The law in most countries mandates pilots in command to file reports of any serious incidents to the civil aviation authority within a certain number of days. Typically, this includes all incidents which lead to serious injury and all incidents which caused a damage above a certain amount.
In addition to the legal incident reporting requirements there should be system in place to ensure that all incidents of a certain severity are reported up the chain internally. Senior management can only intervene and take action if they receive such information. It is best to have such an internal incident reporting requirement in written form as part of the operating procedures or as a standalone instruction to pilots.
Reporting incidents is a very sensitive matter, since civil aviation authorities might have to or choose to investigate and this can lead to significant repercussions if laws or regulations had been violated. In some countries there might be a legal requirement to report incidents to more than one authority (e.g. FAA and NTSB in US).
Local legislation might require the scene of accidents (e.g. the drone wreck) to be left unchanged until the investigating authority approves a clean-up.
- Hefty fines and/or the loss of the operator license in case of non-compliance.

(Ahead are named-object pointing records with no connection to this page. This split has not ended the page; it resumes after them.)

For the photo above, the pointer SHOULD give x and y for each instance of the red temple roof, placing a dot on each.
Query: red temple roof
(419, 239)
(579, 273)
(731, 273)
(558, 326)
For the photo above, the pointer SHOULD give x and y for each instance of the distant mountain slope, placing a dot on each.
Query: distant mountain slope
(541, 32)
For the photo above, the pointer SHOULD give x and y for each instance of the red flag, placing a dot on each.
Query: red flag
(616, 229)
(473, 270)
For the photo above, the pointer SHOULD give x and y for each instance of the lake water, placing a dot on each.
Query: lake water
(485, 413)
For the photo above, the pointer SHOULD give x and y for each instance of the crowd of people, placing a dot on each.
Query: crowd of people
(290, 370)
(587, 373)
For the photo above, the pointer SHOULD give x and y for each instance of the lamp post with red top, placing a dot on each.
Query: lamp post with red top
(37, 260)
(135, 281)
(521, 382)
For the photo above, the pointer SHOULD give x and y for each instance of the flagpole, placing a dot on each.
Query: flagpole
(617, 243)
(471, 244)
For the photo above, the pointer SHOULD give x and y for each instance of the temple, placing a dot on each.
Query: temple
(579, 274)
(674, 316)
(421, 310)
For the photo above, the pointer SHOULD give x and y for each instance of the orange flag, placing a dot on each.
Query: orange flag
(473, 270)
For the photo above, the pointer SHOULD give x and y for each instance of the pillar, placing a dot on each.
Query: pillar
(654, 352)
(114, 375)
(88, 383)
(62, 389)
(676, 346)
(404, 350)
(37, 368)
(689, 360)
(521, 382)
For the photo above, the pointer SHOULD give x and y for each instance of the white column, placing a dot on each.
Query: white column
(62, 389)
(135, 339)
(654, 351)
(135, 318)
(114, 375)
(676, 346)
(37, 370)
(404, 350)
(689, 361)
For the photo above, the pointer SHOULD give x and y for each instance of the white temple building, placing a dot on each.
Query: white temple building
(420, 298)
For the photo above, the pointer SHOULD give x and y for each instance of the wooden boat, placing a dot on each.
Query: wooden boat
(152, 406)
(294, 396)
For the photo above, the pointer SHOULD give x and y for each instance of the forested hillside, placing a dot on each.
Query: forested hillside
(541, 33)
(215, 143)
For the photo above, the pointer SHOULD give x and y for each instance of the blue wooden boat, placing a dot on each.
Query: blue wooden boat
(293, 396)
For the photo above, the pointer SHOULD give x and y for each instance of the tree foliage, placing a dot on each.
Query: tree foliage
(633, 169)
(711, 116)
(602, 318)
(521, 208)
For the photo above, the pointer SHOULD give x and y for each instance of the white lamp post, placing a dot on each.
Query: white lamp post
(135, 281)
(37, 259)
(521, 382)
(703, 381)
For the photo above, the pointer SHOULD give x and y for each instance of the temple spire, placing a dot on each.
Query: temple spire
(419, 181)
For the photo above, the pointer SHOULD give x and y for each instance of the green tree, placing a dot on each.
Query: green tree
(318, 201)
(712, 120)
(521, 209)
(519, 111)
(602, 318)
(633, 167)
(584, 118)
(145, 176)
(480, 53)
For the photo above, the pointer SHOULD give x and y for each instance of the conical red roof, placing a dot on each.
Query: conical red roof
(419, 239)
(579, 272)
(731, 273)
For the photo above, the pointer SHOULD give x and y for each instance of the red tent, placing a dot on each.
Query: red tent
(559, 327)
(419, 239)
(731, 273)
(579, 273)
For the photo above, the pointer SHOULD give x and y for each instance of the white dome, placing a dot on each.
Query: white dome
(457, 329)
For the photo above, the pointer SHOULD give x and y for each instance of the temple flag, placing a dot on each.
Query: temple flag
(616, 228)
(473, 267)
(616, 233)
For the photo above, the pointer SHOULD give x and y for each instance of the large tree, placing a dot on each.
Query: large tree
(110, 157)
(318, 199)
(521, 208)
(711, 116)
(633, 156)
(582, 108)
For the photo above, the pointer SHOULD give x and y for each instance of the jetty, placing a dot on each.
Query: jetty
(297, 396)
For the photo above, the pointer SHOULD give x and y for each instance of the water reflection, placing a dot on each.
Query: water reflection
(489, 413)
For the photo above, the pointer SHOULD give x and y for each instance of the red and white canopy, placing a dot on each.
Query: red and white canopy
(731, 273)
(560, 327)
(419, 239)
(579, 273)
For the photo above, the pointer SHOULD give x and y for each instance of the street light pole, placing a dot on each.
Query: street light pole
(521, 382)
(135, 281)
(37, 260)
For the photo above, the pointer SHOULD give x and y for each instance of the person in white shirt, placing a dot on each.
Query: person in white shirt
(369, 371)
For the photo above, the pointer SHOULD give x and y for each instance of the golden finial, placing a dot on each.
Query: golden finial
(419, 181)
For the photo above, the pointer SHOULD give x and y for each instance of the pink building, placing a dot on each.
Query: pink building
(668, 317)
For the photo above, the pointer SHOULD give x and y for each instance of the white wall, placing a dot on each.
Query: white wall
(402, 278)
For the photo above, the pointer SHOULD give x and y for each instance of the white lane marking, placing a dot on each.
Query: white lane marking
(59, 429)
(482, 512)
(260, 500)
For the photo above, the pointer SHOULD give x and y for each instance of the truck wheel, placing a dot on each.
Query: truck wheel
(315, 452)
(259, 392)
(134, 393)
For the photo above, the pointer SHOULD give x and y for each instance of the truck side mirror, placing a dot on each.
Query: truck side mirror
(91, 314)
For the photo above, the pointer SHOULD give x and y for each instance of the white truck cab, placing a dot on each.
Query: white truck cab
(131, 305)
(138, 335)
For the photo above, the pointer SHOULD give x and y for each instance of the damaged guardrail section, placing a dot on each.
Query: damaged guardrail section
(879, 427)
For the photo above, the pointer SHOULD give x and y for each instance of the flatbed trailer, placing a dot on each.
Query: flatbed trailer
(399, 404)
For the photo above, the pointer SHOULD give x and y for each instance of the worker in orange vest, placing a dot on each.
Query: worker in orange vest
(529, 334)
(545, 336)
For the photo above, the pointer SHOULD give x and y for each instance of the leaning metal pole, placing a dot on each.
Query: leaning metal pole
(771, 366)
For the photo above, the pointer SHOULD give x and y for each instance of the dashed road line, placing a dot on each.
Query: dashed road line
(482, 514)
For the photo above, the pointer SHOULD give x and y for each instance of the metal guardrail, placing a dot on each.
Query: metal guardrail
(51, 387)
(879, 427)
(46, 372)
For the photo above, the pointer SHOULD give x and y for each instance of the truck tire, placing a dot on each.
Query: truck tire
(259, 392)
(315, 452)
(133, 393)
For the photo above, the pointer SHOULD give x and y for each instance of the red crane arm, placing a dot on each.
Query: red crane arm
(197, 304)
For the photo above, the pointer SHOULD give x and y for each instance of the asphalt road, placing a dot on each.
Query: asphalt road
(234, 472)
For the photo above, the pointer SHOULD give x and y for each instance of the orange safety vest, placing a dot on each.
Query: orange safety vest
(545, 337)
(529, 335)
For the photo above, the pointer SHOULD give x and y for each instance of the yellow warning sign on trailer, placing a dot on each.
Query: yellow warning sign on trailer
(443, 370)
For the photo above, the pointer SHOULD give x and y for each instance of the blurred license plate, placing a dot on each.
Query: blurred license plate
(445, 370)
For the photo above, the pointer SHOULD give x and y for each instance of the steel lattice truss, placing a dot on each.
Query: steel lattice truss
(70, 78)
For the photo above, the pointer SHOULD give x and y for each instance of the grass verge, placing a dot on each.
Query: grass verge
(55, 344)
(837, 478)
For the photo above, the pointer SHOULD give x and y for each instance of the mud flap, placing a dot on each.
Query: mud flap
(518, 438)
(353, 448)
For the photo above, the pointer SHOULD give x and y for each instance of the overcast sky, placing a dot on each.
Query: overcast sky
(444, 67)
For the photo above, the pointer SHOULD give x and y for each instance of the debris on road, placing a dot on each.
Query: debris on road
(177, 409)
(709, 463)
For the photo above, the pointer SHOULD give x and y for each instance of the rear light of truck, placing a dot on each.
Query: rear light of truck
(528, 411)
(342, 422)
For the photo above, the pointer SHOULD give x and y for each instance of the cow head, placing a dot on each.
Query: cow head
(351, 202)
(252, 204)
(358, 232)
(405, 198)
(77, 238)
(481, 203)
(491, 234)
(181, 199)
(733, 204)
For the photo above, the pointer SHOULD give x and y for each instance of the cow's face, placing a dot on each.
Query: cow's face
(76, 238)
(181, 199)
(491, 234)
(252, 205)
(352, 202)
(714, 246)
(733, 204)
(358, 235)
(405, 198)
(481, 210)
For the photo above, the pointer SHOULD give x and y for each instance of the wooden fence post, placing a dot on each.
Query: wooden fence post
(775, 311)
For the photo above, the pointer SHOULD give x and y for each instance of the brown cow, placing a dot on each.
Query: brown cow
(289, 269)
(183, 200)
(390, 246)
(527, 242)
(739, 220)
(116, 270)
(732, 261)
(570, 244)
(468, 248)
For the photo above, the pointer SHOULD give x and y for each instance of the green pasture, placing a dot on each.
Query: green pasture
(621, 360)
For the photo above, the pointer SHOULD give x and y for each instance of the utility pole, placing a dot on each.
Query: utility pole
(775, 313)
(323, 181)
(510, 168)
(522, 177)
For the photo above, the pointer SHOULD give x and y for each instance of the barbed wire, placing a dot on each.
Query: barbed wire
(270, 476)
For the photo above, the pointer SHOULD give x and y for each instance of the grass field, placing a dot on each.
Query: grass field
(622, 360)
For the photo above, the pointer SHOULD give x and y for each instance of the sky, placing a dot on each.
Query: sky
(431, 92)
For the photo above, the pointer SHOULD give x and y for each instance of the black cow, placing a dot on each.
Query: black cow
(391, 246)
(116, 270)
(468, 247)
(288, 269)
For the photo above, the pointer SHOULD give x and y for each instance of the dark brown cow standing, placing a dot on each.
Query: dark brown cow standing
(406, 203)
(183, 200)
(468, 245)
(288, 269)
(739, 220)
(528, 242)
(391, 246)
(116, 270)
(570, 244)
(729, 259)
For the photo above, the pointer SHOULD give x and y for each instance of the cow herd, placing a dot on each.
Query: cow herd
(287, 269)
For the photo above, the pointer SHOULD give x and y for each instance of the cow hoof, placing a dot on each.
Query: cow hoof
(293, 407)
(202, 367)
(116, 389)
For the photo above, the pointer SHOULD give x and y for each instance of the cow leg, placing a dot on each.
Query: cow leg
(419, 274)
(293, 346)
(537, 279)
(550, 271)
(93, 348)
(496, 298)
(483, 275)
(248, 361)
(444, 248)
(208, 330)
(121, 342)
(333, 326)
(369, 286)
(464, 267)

- Without incident reports senior management remains unaware of ongoing safety problems and might not become of the need for corrective actions.
- Review civil aviation authority mandated reporting of accidents and compliance with this requirement.
- Validate that incident reporting to authorities involves the legal department by default.
- Review internal reporting requirements and compliance with this requirement.
- Reconcile write-off requests with accident reports and check the timeliness of the reporting.
- Validate that reported incidents are investigated and trigger timely revision of procedures and checklists to prevent reoccurrences.
- Review the feedback loop between past incidents and preventive maintenance schedules.